In digital signal and image processing and digital communications, a continuous signal is usually represented and processed by using its discrete samples.Then how to represent a continuous signal in term of a discrete sequence is a fundamental problem. For a bandlimited signal of finite energy, it is completely characterized by its samples.by the famous classical Shannon sampling theorem. Shannon sampling theorem's presenting displayed a history milestone purpose for some theorems about image processing .Afterwards,some scholars structure miscellaneous sampling theorems based on Shannon sampling theorem ,from sampling theorems about one dimension signal to sampling theorems about many dimensions signal;from sampling theorems about definited signal to sampling theorems about generalized stable signal or non-stable signal;from sampling theorems about bandlimited signal to sampling theorems about non- bandlimited signal;from uniformly spaced sampling sequence to non-uniformly spaced sampling sequence and so on.In this paper we study sampling theorem by using frames thory.This paper consists of four chapters.In chapterl,we introduce the development of sampling theorem and the popular ways in studying sampling.In chapter2, the irregular sampling theorem on the Riesz bases is extend onto the frame;we find a necessary and sufficient condition for irregular sampling in wavelet subspace by using the frame theory.In chapter3, the uni-wavelet is constructed by multiwavelets with multiplicity r.
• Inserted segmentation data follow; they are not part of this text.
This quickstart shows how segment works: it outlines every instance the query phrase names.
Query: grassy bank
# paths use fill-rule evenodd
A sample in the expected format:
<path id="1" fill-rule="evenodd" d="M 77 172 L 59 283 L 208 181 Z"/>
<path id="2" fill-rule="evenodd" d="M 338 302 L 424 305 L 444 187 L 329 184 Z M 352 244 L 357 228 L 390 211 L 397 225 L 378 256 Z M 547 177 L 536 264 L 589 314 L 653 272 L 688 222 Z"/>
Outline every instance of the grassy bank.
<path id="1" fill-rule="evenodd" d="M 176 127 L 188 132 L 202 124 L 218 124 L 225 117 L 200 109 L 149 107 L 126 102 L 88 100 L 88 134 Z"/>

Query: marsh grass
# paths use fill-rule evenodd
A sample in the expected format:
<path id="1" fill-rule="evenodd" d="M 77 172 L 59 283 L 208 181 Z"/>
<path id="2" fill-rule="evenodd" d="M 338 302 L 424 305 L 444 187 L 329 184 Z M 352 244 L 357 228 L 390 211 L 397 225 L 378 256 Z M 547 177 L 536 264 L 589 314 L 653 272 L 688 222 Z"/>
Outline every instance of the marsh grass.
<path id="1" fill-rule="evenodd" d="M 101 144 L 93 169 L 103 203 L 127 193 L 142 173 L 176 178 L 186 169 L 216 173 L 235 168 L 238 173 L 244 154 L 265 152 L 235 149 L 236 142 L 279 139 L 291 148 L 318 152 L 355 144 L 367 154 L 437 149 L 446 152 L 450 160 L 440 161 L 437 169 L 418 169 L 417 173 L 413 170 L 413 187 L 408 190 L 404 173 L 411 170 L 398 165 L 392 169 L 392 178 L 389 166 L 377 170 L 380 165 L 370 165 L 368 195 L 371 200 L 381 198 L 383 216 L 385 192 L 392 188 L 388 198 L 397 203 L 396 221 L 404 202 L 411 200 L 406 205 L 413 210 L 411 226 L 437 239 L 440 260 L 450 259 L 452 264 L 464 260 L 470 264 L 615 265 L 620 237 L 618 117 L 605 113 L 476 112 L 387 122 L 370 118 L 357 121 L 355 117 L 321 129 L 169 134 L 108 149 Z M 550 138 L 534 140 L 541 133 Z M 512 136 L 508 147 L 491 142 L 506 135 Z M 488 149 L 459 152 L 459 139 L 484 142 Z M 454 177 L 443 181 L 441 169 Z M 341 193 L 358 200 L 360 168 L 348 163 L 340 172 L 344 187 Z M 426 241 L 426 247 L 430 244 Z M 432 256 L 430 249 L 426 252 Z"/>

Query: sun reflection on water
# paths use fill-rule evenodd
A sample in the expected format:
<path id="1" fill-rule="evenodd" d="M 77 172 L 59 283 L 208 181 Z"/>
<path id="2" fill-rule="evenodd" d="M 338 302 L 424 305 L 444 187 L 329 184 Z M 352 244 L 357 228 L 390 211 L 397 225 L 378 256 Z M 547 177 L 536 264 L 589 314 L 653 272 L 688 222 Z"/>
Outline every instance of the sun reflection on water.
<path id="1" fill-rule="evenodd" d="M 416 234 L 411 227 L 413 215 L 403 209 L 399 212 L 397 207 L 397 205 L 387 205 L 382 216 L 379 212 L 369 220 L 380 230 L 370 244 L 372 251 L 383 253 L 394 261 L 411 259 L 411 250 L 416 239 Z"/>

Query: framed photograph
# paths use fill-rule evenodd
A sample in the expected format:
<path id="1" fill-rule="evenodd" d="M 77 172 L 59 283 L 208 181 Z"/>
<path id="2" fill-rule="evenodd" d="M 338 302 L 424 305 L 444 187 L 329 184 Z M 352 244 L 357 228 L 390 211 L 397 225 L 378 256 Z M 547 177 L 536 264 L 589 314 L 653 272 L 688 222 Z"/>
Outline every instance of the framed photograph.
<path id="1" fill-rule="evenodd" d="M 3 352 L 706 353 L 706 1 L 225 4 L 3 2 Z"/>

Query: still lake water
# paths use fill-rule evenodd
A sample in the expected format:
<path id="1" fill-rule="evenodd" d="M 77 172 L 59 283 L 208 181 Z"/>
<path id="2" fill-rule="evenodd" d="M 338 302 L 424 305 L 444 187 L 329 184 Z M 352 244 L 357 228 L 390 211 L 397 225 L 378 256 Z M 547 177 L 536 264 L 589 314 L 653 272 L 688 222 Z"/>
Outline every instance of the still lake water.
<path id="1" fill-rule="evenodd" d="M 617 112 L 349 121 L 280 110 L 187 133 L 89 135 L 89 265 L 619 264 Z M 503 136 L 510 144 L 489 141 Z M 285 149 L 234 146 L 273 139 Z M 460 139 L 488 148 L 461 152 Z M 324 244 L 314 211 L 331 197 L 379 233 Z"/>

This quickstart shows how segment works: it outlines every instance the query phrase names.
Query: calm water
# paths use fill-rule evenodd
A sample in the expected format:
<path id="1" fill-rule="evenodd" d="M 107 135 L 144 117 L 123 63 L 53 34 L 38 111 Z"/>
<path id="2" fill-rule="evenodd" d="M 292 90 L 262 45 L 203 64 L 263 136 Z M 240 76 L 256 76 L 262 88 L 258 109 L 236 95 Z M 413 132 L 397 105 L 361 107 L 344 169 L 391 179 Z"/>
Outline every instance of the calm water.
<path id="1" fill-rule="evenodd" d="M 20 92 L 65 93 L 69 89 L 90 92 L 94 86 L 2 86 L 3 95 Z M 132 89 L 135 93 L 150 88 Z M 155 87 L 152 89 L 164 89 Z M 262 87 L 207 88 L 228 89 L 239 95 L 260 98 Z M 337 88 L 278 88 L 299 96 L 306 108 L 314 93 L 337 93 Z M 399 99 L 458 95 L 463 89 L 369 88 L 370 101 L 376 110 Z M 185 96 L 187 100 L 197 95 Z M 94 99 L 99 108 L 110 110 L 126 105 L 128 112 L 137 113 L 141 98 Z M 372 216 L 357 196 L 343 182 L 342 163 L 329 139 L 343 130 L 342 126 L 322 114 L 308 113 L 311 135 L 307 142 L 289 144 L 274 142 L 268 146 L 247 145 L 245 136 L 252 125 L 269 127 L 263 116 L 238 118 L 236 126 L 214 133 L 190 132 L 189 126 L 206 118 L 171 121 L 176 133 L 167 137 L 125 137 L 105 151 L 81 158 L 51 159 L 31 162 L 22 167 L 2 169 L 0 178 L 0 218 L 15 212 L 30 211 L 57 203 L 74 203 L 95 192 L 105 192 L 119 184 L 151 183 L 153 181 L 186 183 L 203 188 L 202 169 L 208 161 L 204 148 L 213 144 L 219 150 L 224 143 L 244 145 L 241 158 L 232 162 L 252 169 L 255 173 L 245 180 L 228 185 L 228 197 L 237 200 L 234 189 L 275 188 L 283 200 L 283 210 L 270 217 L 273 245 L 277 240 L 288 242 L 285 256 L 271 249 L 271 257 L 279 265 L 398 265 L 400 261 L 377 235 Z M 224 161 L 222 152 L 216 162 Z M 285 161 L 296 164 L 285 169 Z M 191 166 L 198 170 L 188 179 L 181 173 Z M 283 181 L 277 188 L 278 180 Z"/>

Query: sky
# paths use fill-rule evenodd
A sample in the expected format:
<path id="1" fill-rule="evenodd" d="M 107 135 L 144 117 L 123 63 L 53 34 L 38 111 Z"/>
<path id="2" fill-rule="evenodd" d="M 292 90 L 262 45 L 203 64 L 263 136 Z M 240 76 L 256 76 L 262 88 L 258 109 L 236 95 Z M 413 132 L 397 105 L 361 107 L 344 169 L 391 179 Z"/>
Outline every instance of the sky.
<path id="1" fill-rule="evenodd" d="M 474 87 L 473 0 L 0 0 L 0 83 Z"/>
Based on uni-wavelet generated by our method the Shannon type sampling theorem on the multiwavelets subspace is presented. Furthermore the paper provides one algorithm to estimate the error when the theorem is applied to calculate concrete signals.In chapter4,regular and irregular sampling formulas in V₀(?)L²(R²) are obtained by transforming ,via T .expansions in L² ((0,1)²) with respect to some appropriate Riesz bases.